Faenza, Paolo Cevoli in piazza con Pizzocchi e Giacobazzi: «I romagnoli: un mix di fatica e ‘ignorantezza’»
Federico Savini
«Non sono né uno storico né un sociologo, ovviamente, però conosco i romagnoli e quello che so del nostro passato mi dice che il fatto di partire con risorse limitate, di avere un territorio che per molti versi è complicato, ci ha costretti a rimboccarci le maniche. E questo ci ha fatto diventare ciò che siamo». Paolo Cevoli parla da comico, certo, ma intanto i comici stanno in mezzo alla gente, conoscono bene le persone, e poi parla se non proprio da storico per lo meno da divulgatore della Romagna. I video realizzati in questi anni per l’Apt sull’incoming turistico romagnolo parlano chiaro, e trasmettono ancora entusiasmo e amore vero per la nostra terra. Quell’amore che, certamente, Paolo Cevoli porterà in scena anche a Faenza, mercoledì 31 luglio in piazza del Polo, quando salirà sul palco con altri due giganti della comicità della nostra terra: Giuseppe Giacobazzi e Duilio Pizzocchi.
«È il secondo anno che ci esibiamo insieme, sullo stesso palcoscenico – racconta Paolo Cevoli -, ma ci conosciamo ormai da un ventennio e credo che la cosa si avverta molto bene dalla nostra intesa».
In effetti Giacobazzi e Pizzocchi emersero insieme, con il Costipanzo Show, mentre la tua storia è un’altra. Potremmo quasi dire che la novitò sei tu…

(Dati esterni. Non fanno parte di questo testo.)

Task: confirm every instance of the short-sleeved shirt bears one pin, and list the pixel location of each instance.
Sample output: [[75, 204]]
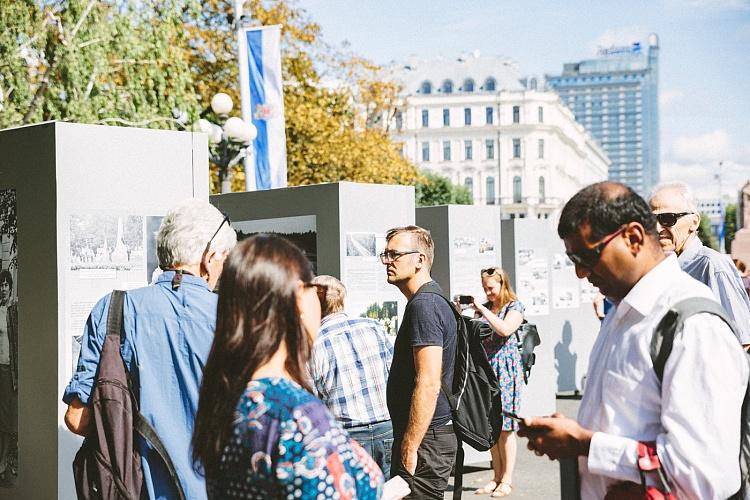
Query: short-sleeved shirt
[[168, 335], [286, 444], [428, 321]]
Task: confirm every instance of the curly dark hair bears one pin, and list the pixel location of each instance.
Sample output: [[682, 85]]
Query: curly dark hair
[[605, 207]]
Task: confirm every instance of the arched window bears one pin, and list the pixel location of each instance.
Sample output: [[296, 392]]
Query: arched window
[[517, 189], [541, 190]]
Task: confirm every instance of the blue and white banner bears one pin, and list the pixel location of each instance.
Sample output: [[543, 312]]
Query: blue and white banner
[[263, 103]]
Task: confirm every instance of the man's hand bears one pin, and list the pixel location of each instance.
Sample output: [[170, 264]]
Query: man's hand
[[409, 459], [556, 436]]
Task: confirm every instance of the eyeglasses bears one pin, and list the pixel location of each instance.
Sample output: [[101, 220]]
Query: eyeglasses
[[320, 289], [589, 257], [393, 255], [225, 220], [669, 219]]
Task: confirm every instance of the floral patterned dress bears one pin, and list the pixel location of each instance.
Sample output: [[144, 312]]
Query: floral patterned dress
[[505, 360], [286, 444]]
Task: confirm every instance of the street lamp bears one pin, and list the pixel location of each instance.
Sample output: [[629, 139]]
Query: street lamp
[[229, 141]]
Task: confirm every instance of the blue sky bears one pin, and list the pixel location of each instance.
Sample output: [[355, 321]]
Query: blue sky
[[704, 58]]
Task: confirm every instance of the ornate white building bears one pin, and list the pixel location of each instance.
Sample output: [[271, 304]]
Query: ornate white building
[[474, 121]]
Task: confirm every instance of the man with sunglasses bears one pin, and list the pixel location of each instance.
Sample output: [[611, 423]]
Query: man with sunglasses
[[168, 329], [691, 419], [424, 445], [677, 221]]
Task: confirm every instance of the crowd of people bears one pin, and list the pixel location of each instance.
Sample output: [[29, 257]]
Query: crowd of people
[[268, 389]]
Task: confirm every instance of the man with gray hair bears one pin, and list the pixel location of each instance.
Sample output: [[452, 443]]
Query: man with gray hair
[[678, 220], [350, 362], [168, 329]]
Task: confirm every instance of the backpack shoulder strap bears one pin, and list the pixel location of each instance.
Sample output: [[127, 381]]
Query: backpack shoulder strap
[[672, 322], [114, 315], [140, 424]]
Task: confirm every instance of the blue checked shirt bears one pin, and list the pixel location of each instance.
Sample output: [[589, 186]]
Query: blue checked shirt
[[351, 359]]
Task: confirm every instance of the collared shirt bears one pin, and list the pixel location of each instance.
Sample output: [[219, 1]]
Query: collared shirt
[[351, 359], [694, 416], [168, 335], [718, 272]]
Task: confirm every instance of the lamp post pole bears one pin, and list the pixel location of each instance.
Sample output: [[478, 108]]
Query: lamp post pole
[[229, 141]]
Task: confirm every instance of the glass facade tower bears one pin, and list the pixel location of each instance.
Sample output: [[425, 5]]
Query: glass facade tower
[[615, 96]]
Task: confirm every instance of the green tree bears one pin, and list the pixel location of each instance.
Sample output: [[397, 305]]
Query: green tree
[[730, 226], [95, 61], [705, 234], [433, 189], [333, 132]]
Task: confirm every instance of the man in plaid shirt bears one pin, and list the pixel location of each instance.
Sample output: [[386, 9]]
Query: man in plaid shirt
[[350, 362]]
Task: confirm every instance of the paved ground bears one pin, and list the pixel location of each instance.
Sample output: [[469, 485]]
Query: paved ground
[[534, 478]]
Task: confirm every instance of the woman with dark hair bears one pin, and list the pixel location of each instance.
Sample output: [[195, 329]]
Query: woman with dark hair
[[504, 313], [259, 432]]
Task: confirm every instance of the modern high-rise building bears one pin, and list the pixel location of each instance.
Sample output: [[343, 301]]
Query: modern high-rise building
[[472, 120], [616, 97]]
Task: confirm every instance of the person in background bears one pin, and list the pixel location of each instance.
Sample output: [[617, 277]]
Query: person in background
[[744, 273], [350, 362], [504, 313], [678, 221], [168, 328], [259, 432], [8, 380]]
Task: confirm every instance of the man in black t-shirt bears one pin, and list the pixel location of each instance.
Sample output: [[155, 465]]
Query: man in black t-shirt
[[424, 444]]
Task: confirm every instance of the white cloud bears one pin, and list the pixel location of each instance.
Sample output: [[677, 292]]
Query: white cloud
[[714, 147], [720, 4], [621, 36], [670, 97]]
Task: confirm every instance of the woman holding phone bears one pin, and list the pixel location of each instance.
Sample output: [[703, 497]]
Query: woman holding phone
[[504, 313], [259, 432]]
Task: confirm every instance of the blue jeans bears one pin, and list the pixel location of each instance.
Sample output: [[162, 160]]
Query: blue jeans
[[377, 440]]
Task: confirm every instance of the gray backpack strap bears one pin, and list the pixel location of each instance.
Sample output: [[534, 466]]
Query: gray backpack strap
[[672, 322]]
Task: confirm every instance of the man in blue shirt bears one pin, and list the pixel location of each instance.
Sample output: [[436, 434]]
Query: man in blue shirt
[[168, 329], [677, 222], [349, 365]]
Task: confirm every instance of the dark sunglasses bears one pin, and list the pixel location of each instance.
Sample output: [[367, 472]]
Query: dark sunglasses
[[490, 271], [589, 257], [669, 219], [320, 289], [393, 255]]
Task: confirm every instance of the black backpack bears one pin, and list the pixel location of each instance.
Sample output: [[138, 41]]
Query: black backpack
[[527, 337], [474, 398], [108, 464], [661, 348]]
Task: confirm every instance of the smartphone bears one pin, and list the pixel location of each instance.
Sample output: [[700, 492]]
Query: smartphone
[[513, 416], [465, 299]]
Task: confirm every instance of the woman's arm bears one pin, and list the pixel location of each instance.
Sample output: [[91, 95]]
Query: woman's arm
[[503, 327]]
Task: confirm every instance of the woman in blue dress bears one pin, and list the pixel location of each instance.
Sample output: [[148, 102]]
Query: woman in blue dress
[[504, 313], [259, 432]]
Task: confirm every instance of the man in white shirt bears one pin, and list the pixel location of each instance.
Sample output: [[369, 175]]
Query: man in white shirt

«Sì, loro sono davvero amici di vecchia data, facevano il Costipanzo Show fin dai primi anni ’90, mentre io ho debuttato, di fatto, nel 2002, in una memorabile edizione di Zelig. Posso dire di essere loro amico praticamente da allora. Prima non ci conoscevamo ma ci lega la Romagna, ovviamente, oltre a un’intesa che si è vista subito. E a vent’anni da allora ci piace portare in scena».
Lo spettacolo sarà fatto di monologhi ma anche con molta interazione, giusto?
«Sì, e lasciamo dire che stare tutti e tre insieme sul palco della piazza di Faenza è una cosa che mi emoziona già, mi riempie di contentezza. Che poi, se vogliamo fare le pulci, Pizzocchi è un emiliano, anche se questo non ha mai fatto la minima differenza, ovviamente (ride, nda). Tengo molto alle nostre interazioni sul palco, perché funzionano molto bene e io ho portato avanti la mia carriera in modo indipendente da loro. Tra l’altro facciamo insieme anche un podcast, di cui sono uscite quattro puntate, che è interamente improvvisato e anche da questo si campisce che “funzioniamo” insieme».
A Faenza porterai in scena anche il mitico assessore Palmiro Cangini. Come funziona con i personaggi? Li crei, poi li abbandoni e li riprendi. C’è una regola?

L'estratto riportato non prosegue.